I usually like to adjust this recipe with adding more tomato sauce and heating up the bell peppers in it. By adding some spices that our taste buds love, we create a bullion that we can pour over the bell peppers. I love tomato sauces! Don’t be afraid to experiment! All to the best to bring variety and the goodness of beans and veggies in one dish!
Protein, fiber, magnesium (avoid those muscle cramps!), B vitamins and folic acid to name a few powerful ingredients within this beautiful and colorful recipe.
Add All the Goodness of Beans and Veggies!
Please RETWEET!
#Vegetarian Stuffed Bell #Peppers #Recipe – Add #Fiber, #Protein, #FolicAcid 2 Your #Diet http://t.co/THH4xd4mkB pic.twitter.com/tumIbWEViM
— Celebrate Woman (@DiscoverSelf) June 29, 2015
- No-Stick Cooking Spray
- 2 large green, red or yellow bell peppers
- 1/2 cup instant brown rice, uncooked
- 1/2 teaspoon ground cumin
- 1/4 teaspoon garlic salt
- 1 can (10 oz each) Diced Tomatoes & Green Chilies – No Salt Added, drained
- 1-1/2 cups frozen Southwest mixed vegetables (corn, black beans, red peppers)
- 1 can (8 oz each) Your Favorite Tomato Sauce, divided
- 1/3 cup shredded sharp Cheddar cheese
- 1. Preheat oven to 400°F. Spray 8x8-inch glass baking dish with cooking spray. Cut bell peppers lengthwise through stem into halves. Remove and discard seeds and membranes.
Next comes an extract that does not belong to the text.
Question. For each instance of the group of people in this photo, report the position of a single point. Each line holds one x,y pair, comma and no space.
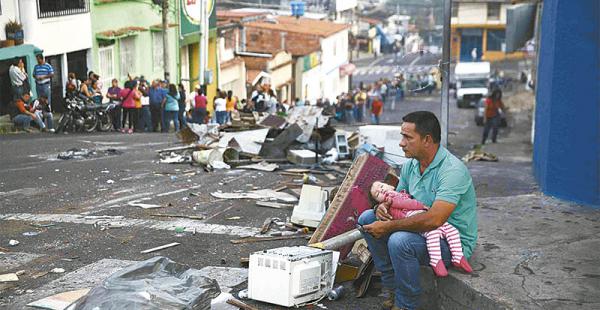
24,111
Place peppers, cut-side down, in dish. Bake 15 minutes or until tender.
- 2. Meanwhile, prepare rice according to package directions, adding cumin and garlic salt. Add drained tomatoes, mixed vegetables and half of tomato sauce to cooked rice; stir to combine.
- 3. Divide rice mixture and place inside peppers. Top with remaining tomato sauce; sprinkle with cheese.
- 4. Cover dish with aluminum foil. Bake 20 minutes or until peppers are hot and cheese melts.
- Each stuffed peppers has about 14 grams of protein.